Karga Şahap' la Söyleşiler-6-


6 Çocuk, 16 Kadın, 22 Erkek!
"Yok yok!" diye söylenerek daldı benim balkona Şahap!
"Siz insanları anlamakta zorlanıyorum abi"

"Ne oldu Şahap?"

"Daha ne olsun, Mardin'den arkadaşlarım geldi bu sabah ve o güzelim insanlar bir düğünde tavuk gibi boğazlanmışlar;tam 44 kişi"

"Biliyorum" dedim. Başımı utançla yere eğdim.
Uzun süre sessizce balkondaki karolara baktık; sayar gibi sessizce uzun uzun..!

"Peki sence nedeni ne olabilir?" diye sordum.

Katliamın akla dayanan bir nedeni olamaz" dedi bana.
"Cehalet ve eğitimsizlik olamaz mı?" dedim.

"Biz hiç okula gitmedik, okuma yazma zaten bizde yok ama anne ve babamızdan 'karga olmayı' öğrendik.Karga olmak, merhametli olmaktır" dedi.

"Demek ki onlara insan olmak öğretilmemiş" dedim cevap olarak ve ekledim. "Bak Şahap'cım, İnsanlar Alemi'nde işler, Kargalar Alemi'nde olduğu gibi yürümez. Ben bu olayların nedenini feodal barbarlıkta olduğuna inanıyorum" dedim.

"Açar mısın biraz abi ?" dedi.

"Bak Şahap , bizim cumhuriyetimizin yaptığı en büyük hata ne biliyor musun? Sana söyleyeyim.
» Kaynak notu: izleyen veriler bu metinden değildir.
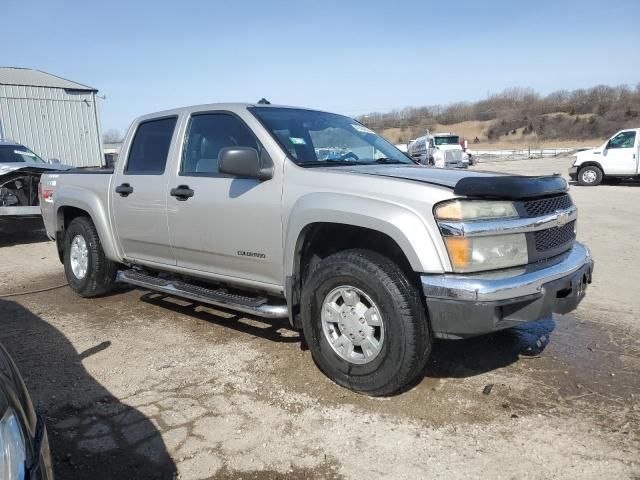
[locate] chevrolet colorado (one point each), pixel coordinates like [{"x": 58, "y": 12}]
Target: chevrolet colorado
[{"x": 287, "y": 212}]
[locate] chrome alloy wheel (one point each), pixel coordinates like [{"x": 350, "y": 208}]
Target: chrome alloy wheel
[
  {"x": 79, "y": 257},
  {"x": 352, "y": 324},
  {"x": 589, "y": 176}
]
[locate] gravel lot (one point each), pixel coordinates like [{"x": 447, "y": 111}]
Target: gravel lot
[{"x": 135, "y": 385}]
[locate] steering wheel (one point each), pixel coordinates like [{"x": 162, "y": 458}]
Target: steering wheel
[{"x": 349, "y": 155}]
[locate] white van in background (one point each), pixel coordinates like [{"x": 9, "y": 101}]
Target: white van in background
[
  {"x": 616, "y": 159},
  {"x": 442, "y": 150}
]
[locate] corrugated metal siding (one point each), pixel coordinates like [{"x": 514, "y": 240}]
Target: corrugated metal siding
[{"x": 53, "y": 122}]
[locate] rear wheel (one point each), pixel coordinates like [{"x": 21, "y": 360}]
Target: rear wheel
[
  {"x": 364, "y": 323},
  {"x": 590, "y": 176},
  {"x": 89, "y": 272}
]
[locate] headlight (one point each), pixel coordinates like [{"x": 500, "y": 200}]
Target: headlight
[
  {"x": 473, "y": 254},
  {"x": 463, "y": 210},
  {"x": 480, "y": 253},
  {"x": 12, "y": 448}
]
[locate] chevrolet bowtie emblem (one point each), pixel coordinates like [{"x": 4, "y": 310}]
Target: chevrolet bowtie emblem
[{"x": 563, "y": 218}]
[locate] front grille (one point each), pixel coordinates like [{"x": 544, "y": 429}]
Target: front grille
[
  {"x": 544, "y": 206},
  {"x": 554, "y": 237}
]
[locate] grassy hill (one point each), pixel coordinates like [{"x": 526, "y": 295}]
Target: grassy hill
[{"x": 520, "y": 118}]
Cumhuriyetimiz yıkması gereken düzenle anlaştı. Köylüleri aydınlatmak için kurulan Köy Enstitülerini kapattı ve köylerde yaşayan insanlarımızı ağalara şeyhlere, şıhlara teslim etti."

"İşte bugün orada yaşanan süreç ve trajedinin nedeni budur" dedim.

Karga Şahap, zeki adam, kalbi büyük adam anladı çabucak ve ekledi "Abi geçen gün konuşmuştuk bu Köy Enstitülerini... Hani köylü çocuklardan yazarlar yetiştirmiş, ressamlar yetiştirmiş, aydınlık gelmiş köylere... "
"Evet Şahap!" dedim. İşte bu politik nedenlerle oluşan uzlaşma bugün bize terör ve bu tür insanlık dışı katliamlarla karşımıza çıkıyor..."

Yine sustuk, çözümü her ikimizde biliyoruz ve "literatürdeki altı harflik sözcüğün" anlamı üzerine konuştuk uzun uzun...

Sonra tam kalkarken dedi ki, "Bana bak İzmir' gidecekmişsin, Abi ve Tutsak'la mangal muhabbeti yapacakmışsın, beni götürüp bu eşsiz dostlarınla tanıştırmaz, onlarla içilecek iki kadeh rakıdan ve onların sohbetlerinden beni mahrum edersen karışmam" dedi.

Gülümsedim.

Ama hala içimde Mustafa Kemal'in Cumhuriyeti'nin daha sonraları feodalizmle uzlaşmasının acısı...

Altı bebe, on altı kadın ve yirmi erkek hacminde bir acı.
Ama ille de "altı bebe"
Altı bebe...
Bebelerimiz...







Yorumlar

Bu blogdaki popüler yayınlar

Bir Hayatın Özeti ya da Yeşil Mavi Hayat

Çukurova'da Fransız!a İlk Kurşun

920'nin 16 Mart'ı...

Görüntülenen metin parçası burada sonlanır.